What’s true about us as adults is that we are forever becoming. Every moment, no matter how familiar, is a new experience. At every moment life is regenerating and we are collecting an experience that is new. In other words, our inner child is in all actuality you as you are in the present. You are that Boy, You are that Girl, You are that child as you are right now. As you experience new, you are in essence, being renewed. Not accepting, even as we age, that we are still becoming, or that today is a renewal, is closing yourself off to the opportunity to embrace and design a new life. At any moment we can veer into a lifestyle of healthier positive choices. A life where you’re no longer carrying the weight of the past. The awareness that today is a second a chance can eventually lead to a dream come true. It’s only through shadow work that you can reconcile with your inner child. We can consciously engage the world with a new perspective, fresh and free from the burdens of yesterday. Consider who Gepetto had to forgive to see his prayer through. Yes, there are Honest John’s and Gideon’s, Stromboli’s and darker still — Coachmen, who are only looking to take advantage of the vulnerable. These spirits deliberately choose to ignore their conscience ( i.e. Putin). Which is why it’s ever more important to show up in our highest light and with honest intention to serve as guides for others looking to improve their experience and the reality of our co-constructed world.

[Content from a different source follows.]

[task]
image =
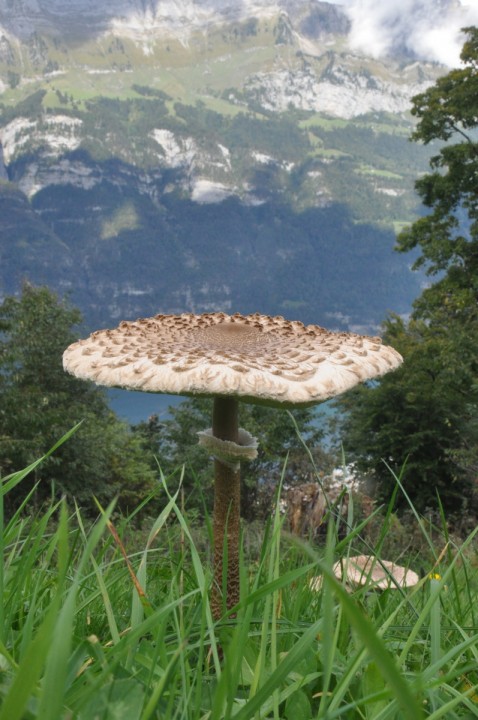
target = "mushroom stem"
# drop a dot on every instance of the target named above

Gepetto is akin to “I” the main character in Hayao Miyazaki’s The Wind Rises, which follows the story of an engineer who’s passion in life is to design aircraft. It is because he is so devoted to the dreamscape of designing the perfect airplane, that he is recruited by his country. They take full advantage of his unquestionable expertise. He is wholeheartedly invested as his nation produces The Mitsubishi A5M fighter and A6M Zero, aircrafts deployed during the second world war. “I” is concerned about the use and purpose of his designs, but in the end he accepts his role as a design engineer.

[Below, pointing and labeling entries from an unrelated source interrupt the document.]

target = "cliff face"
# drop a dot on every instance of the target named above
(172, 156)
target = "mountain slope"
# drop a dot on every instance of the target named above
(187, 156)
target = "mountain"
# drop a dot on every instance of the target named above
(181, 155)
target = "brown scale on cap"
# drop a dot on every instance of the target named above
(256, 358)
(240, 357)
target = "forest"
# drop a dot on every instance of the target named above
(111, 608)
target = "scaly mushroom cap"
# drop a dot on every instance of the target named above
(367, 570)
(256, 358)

Case in point, the adult child who is focused on self-serving purpose before putting into perspective the effects that his ambitions truly has on society, is the anti-hero of our age. As a result, If we put in the effort to do some shadow work so that we are not at odds with one self we could reconcile with our inner child and with one another. If we pause for a moment and check in on the kid who once failed to comprehend the bigger picture, we might be able to service eachother with mutual respect and growth in mind. Reflecting on the challenges of the past isn’t for casting blame, rather its for understanding, accepting and forgiving- to clear the fog, and see clearly the truth of the present. Today is a new beginning. This next moment is renewal. We must recognize from mishaps come lessons, it’s part of the nature & reward that is our expanding consciousness and ever developing conscience. Self awareness and the awareness of others is a responsibility. It is up to us, as individuals, to see it sow.